Le contrôle de l'économie (2) Le deuxième point que le marxisme doit réformer est la conception de la propriété collective des moyens de productions. La propriété collective ne supprime pas la contradiction du producteur et de l'investisseur (ni celle du producteur et du consommateur), ne faisant que transformer le capitaliste en bureaucrate. Ce qui compte n'est pas le propriétaire des moyens de production mais les bases productiviste du système de production, l'économie comme séparée de la société sous la domination anonyme de l'argent. Il faut, par le Droit, changer la logique du marché, lui imposer les coûts sociaux réels, orienter le développement économique selon une autre logique que celle de la marchandise mais surtout il faut, conformément à ce que dit Marx lui-même, transformer les rapports sociaux de production, dépasser le salariat, le processus de valorisation, de quantification, de substitution de la valeur d'échange à la valeur d'usage, de négation de la vie enfin. L'erreur est, au fond, la même que la première : on ne découvre pas les lois de la pesanteur pour les nier abstraitement mais bien pour les orienter concrètement, s'en servir et les maîtriser. Ce n'est pas la négation autoritaire de l'intérêt privé qui suffit à changer la logique productive ou l'empêche d'envahir la bureaucratie proclamant ces vertus.

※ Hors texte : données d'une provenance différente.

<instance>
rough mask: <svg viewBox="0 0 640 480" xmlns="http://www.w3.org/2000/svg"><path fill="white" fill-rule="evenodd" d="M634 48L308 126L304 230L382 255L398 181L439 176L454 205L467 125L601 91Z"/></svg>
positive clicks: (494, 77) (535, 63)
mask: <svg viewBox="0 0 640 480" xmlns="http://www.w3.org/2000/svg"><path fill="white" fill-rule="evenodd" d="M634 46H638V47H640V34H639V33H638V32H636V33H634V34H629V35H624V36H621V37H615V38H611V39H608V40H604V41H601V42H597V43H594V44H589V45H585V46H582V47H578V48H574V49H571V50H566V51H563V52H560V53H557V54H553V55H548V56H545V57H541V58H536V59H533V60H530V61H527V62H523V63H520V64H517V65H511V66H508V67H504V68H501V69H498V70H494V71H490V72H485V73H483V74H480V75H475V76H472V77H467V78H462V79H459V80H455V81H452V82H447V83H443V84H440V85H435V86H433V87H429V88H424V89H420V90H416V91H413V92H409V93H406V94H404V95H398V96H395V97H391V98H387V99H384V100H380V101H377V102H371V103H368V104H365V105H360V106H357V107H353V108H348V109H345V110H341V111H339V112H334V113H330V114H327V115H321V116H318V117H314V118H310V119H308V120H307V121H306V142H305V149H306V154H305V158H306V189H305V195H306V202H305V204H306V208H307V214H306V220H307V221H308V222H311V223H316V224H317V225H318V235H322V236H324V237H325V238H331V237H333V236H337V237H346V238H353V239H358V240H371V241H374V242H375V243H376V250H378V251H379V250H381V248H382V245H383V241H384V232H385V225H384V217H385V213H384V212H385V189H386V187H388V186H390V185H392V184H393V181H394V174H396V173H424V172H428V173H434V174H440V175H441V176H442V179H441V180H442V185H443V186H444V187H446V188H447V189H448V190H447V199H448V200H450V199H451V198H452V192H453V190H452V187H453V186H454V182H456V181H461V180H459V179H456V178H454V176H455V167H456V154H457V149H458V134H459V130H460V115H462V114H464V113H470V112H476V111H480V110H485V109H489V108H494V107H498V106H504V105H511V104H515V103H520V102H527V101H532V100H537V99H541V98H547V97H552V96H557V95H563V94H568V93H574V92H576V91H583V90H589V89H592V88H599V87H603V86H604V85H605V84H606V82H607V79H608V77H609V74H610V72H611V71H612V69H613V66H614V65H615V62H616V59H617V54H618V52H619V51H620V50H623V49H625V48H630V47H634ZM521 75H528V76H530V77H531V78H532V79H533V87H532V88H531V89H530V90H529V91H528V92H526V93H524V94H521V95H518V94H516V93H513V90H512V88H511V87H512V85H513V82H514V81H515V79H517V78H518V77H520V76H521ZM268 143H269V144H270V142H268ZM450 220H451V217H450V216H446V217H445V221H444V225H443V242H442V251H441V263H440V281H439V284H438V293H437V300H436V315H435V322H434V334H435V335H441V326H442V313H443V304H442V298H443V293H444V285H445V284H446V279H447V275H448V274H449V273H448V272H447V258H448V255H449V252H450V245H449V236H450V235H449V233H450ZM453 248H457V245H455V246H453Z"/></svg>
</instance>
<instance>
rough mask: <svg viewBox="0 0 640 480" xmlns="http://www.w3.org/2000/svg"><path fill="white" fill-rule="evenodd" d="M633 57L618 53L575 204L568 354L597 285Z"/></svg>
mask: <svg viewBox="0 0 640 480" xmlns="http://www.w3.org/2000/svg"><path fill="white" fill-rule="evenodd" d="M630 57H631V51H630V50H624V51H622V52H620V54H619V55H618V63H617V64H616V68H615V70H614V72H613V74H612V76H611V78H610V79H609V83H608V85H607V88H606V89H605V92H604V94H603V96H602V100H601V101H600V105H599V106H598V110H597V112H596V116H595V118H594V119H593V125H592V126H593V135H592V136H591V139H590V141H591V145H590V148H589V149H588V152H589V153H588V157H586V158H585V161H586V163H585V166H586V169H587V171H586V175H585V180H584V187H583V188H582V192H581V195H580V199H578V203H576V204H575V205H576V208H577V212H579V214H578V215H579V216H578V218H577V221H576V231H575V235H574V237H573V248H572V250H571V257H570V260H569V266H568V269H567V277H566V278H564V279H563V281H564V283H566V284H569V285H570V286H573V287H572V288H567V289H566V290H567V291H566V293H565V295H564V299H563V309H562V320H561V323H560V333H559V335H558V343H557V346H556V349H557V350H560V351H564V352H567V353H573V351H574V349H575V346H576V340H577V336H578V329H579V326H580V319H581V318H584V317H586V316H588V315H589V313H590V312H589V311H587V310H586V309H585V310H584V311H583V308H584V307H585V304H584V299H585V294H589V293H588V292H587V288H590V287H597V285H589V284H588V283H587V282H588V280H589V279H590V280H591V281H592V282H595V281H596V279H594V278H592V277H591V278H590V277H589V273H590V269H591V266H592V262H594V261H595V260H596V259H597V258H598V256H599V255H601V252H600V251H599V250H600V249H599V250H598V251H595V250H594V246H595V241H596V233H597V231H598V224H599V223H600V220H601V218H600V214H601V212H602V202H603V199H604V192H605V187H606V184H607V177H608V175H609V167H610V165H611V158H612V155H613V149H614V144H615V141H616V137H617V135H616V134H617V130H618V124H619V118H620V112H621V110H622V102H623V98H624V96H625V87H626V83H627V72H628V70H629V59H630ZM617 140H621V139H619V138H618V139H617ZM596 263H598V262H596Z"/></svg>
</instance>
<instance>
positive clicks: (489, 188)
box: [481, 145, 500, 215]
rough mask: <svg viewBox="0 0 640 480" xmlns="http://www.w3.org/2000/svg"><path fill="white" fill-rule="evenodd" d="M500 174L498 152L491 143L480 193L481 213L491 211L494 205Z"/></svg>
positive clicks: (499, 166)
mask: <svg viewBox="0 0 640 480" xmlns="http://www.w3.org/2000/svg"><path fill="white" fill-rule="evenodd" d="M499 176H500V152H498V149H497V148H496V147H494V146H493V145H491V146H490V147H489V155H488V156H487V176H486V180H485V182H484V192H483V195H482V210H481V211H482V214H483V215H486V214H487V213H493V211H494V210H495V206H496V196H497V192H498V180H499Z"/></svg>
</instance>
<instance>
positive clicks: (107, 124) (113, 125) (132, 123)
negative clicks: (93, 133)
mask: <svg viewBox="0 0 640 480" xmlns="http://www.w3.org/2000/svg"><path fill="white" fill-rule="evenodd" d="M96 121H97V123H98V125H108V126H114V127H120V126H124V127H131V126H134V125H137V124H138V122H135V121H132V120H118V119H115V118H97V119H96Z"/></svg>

Écologie et développement : la libération du travail (3) Après ces critiques d'essence démocratique et libérale, il y a une critique essentielle spécifique à l'Écologie-politique et qui justifie un changement de combat radical par rapport au marxisme (mais qui retrouve le véritable Marx). Il n'est plus acceptable de défendre une augmentation de la production et de la consommation pour tous, même dans une phase transitoire. Au contraire, il faut en rationaliser la répartition et les destructions massives dont elles sont responsables. C'est le point qui demandera sans doute le plus de temps à pénétrer une société assiégée par le chômage. C'est pourtant le point qui doit nous séparer de l'irresponsabilité actuelle pour gagner l'avenir. Nous devons réduire le travail et le partager plutôt que de multiplier les besoins, c'est tout l'enjeu des décennies à venir (et non de la prochaine campagne électorale). Mais surtout, nous devons abandonner les bases productivistes du salariat et du capitalisme en détachant le travail du processus de valorisation. Nous devons remplacer le rapport entre choses de l'économie marchande par une économie plus humaine et qualitative, centrée sur le produit et non sur sa valeur.
A défaut d'accord sur tous ces points, l'Écologie ne sera qu'un fantasme des sondages, une demande sociale rêvée et fluctuante. Une vue claire du but est déjà un gage de victoire.